UPDATE, mit Dank an Heiko Wegmann:
Dr. Eugen Hänßler war Führer der Sanitätsstaffel des Sturmbanns II (Lörrach) der 65. Standarte (m.d.F.b. = mit der Führung beauftragt, das war die Stellung, solange sie nur kommissarisch ausgeübt wurde).
Alle Angehörigen des Sturmbanns, aber auch der Reserveeinheiten usw. in der Gegend waren angehalten, sich von ihm untersuchen zu lassen. Eigentlich auch die Ehefrauen in spe, aber das hing vom Zeitpunkt ab, anfangs konnten diese sich die Ärzte noch selbst aussuchen.
Eheberatung: Hierzu wurde 1935 eine eigene Abteilung im RuSHA eingerichtet, vgl. Heineman, Isabel: Rasse, Siedlung, deutsches Blut, S.103, FN149 hier. Später mehr dazu.

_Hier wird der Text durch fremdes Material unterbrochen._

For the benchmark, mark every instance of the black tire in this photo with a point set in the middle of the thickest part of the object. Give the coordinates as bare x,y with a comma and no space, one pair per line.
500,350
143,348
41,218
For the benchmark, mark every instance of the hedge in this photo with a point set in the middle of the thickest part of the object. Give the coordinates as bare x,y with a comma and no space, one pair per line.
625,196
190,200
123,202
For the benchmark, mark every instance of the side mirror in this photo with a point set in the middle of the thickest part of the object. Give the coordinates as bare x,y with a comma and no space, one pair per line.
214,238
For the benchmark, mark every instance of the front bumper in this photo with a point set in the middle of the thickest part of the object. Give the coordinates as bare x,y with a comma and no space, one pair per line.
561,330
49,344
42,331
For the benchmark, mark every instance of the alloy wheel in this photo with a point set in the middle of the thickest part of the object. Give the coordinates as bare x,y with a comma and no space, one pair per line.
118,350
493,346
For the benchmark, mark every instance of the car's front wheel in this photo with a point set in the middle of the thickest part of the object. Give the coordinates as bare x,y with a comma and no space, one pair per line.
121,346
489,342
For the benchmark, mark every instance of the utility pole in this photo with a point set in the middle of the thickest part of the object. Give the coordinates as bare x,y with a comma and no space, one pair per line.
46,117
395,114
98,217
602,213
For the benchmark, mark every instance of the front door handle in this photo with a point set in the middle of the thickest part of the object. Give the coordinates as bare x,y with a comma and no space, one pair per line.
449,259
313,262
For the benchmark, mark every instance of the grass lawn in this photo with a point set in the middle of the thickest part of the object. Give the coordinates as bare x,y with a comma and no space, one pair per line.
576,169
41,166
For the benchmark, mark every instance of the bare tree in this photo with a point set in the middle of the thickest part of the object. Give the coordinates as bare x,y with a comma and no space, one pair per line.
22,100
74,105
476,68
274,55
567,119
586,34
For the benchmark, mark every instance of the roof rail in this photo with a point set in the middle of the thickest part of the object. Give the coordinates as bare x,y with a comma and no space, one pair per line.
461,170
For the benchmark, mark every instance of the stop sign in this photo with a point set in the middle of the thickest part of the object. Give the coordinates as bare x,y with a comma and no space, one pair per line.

1 gefallen: Zu den zahlreichen Geschwistern von Ernst hat mir Opa folgendes erzählt:
* Die Mutter (Karolina) war selbst Hebamme und hat alle ihre Kinder zuhause bekommen.
* Sie hatte insgesamt 15 Kinder.
* Einige der Namen: Karl, Bernhard, Berta, Albert, Gusti, Marie, Helen
Von einem Bruder, der gefallen ist, war mir bisher nichts bekannt. Natürlich kann man davon ausgehen, dass zumindest einige der Söhne im 1. Weltkrieg dienten. Die Eltern waren seit 1894 verheiratet (da war Karolina knapp 17, sie hatte also viel Zeit, all die Kinder zu kriegen), Ernst war nicht der älteste Sohn.
Wer dieser Bruder war und in welchem Verhältnis Ernst und er standen, ist nicht bekannt. Es könnte durchaus sein, dass (auch) sein Tod mit dazu beigetragen hat, dass Ernst unbedingt noch in den Krieg wollte, obwohl er eben nicht alt genug war.
Für Zell, die Gemeinde zu der Adelsberg, der Wohnort der Maiers gehört, finden sich folgende Gefallene namens Maier: Alois, Eduard, Emil, Josef, Karl August (hier).
Begraben (?) wurden folgende Soldaten namens Maier: Emil, Karl (hier).
Auf der Seite genealogy.net habe ich für Zell i.W. folgende Verwundete bzw. Gefallene gefunden:
Eduard, leicht verwundet 1916
Emil, geb. 28.12.1890, leicht verwundet b.d.Tr. 1917
Franz Joh., schwer verwundet 1915
Josef, geb. 11.10.1897, leicht verwundet 1916
Otto, geb. 20.12.1893, gefallen 1917
Hier finde ich schließlich auch Aug. Maier, gefallen 1915:
Das ist er bestimmt. Der älteste Sohn, der den Namen von Vater und Großvater trägt, zunächst schwer verwundet und dann im Feldlazarett gestorben, August 1915, wahrscheinlich in Ypern. (vgl. hier und hier).